Art Therapy

They say, “A picture is worth a thousand words.” At the Chopra Addiction and Wellness Center, a picture is also worth a thousand emotions. Sometimes people have difficulties expressing their feelings verbally when they are suffering from addictive behaviours or have other psychological issues. Sometimes they don’t even know what their feelings are. But through the therapeutic discipline of Art Therapy, the unconscious can be expressed through visual communication. Trauma is often trapped in the brain as a sensory experience. Art Therapy is particularly effective in accessing those parts of the brain that may not have words but that are in need of soothing and release. Art therapy provides a way to get a healthy distance from the trauma, so that the effects of the trauma can be processed. The finished artwork serves to anchor new positive feelings and exists as a visual reminder of new ways of being.

The purpose of Art Therapy is essentially one of healing. Some of the benefits of engaging the body in painting, drawing, working with clay, or other forms of artistic expression include:

1. Mindfulness and being in the present. When we are engaged in creating without worrying about what it means, or where it is going, time seems to stop and this is a form of mindfulness.

2. Activating the capacity to play and enjoy, which are two important aspects of healing.

3. Expression of that which cannot be expressed in words, but which may be expressed through color or form.

4. Safe experimentation with different ways of being or new approaches to problems through artwork

5. Insight gained by looking at, and interacting with our artistic expressions.

The Art Therapist at Chopra Addiction and Wellness Center is professionally trained to provide the environment and the relationship for visual and verbal expression. She acts as a guide to help guests work through their personal circumstances. To benefit from this creative emotional outlet you don’t have to be an artist. You don’t even have to be particularly creative. You just have to open up to the possibility of discovering more about yourself in a new way.


“I wasn’t expecting Art Therapy to do much for me because I have no interest in or talent for creating anything artistic with my hands; be it with a paint brush, clay or scissors and paper. But I was curious to see how this works. Walking into the room and seeing blank paper taped to the walls and pots of paint waiting for erstwhile Rembrandts to get to work my heart sunk. This is going to be terrible I thought.

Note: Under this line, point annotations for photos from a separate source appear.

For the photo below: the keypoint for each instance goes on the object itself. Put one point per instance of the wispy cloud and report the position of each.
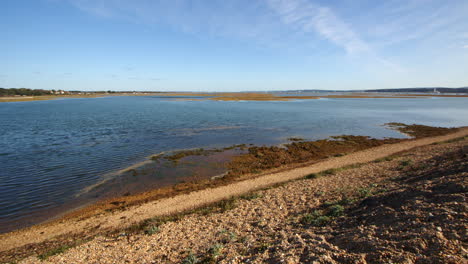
(309, 17)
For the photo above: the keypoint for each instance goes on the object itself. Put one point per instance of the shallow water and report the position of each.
(50, 151)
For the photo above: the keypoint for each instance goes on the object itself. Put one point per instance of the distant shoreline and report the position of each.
(117, 213)
(242, 96)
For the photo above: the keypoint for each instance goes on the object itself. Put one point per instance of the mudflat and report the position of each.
(90, 226)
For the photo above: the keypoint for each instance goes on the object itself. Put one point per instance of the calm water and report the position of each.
(50, 151)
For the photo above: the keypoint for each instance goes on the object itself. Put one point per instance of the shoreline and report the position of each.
(234, 96)
(131, 215)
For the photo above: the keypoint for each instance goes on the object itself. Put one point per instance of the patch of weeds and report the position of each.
(316, 218)
(389, 158)
(295, 139)
(55, 251)
(365, 192)
(251, 196)
(405, 163)
(312, 176)
(329, 171)
(347, 201)
(263, 246)
(215, 250)
(151, 230)
(335, 210)
(191, 259)
(227, 236)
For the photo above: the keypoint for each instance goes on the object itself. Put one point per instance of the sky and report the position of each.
(233, 45)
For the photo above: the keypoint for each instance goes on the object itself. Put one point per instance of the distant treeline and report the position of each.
(422, 90)
(23, 91)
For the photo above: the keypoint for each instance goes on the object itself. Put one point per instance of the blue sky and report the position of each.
(233, 45)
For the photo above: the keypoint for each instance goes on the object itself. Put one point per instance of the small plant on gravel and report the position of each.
(405, 163)
(365, 192)
(312, 176)
(330, 171)
(251, 196)
(316, 218)
(54, 251)
(335, 210)
(151, 230)
(389, 158)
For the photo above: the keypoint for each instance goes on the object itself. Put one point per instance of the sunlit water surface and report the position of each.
(51, 151)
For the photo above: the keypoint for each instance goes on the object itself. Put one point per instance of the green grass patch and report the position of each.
(251, 196)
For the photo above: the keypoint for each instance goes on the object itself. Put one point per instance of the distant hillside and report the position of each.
(22, 91)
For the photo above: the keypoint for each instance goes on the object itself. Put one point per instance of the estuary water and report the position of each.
(50, 151)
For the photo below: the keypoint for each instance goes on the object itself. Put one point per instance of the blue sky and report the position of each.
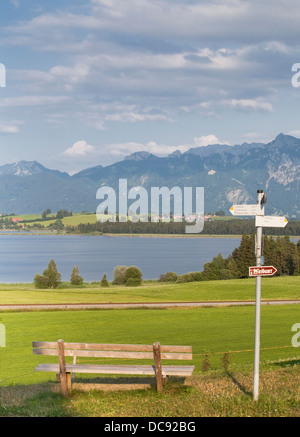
(89, 82)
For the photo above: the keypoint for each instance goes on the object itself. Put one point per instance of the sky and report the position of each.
(90, 82)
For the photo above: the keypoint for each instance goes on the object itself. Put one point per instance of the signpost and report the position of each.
(258, 271)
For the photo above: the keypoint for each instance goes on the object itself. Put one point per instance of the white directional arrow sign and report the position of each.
(246, 210)
(269, 221)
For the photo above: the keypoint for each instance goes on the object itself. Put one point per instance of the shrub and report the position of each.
(190, 277)
(133, 276)
(104, 281)
(76, 279)
(40, 281)
(119, 275)
(133, 282)
(168, 277)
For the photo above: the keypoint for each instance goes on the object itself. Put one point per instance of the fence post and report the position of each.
(62, 368)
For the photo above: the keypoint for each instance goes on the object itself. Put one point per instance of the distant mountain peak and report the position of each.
(25, 168)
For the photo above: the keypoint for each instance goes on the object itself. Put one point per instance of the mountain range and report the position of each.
(229, 174)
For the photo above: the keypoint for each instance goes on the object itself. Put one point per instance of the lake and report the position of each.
(22, 256)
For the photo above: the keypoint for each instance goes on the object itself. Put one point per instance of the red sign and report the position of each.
(262, 271)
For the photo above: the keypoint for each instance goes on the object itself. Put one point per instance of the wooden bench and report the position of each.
(155, 352)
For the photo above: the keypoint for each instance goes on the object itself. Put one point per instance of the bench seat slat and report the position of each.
(118, 369)
(114, 354)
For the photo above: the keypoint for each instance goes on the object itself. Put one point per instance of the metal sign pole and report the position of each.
(261, 221)
(257, 315)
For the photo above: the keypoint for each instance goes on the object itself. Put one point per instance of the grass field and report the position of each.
(287, 287)
(211, 331)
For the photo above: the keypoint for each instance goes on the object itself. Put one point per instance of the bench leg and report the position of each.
(69, 382)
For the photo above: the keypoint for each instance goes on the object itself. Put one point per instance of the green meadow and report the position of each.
(212, 331)
(213, 390)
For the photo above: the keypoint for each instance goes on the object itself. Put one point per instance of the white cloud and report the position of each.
(79, 148)
(248, 104)
(294, 133)
(206, 140)
(37, 100)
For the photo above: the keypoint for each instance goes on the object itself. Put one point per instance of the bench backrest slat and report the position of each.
(113, 350)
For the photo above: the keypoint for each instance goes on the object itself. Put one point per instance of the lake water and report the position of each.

Our first instruction was to approach the blank paper with paint brush in hand and eyes closed. “Just make some marks on the paper,” the therapist said. Next exercise was to stand back and look at our creations. What did they look like? In my case, round circles going nowhere with one brush stroke sticking out. Other exercises were added on to our first attempts, and I was amazed to discover, with the help of the therapist, that what I had unconsciously put on paper was a fairly deep-seated sense of self-consciousness that had been affecting many parts of my life for years. I am so glad I gave Art Therapy a try. My approach to many situations has completely turned around and I’m feeling much more confident. And rest assured, up-and-coming Canadian artists have no worries that I may become competition in the art world!”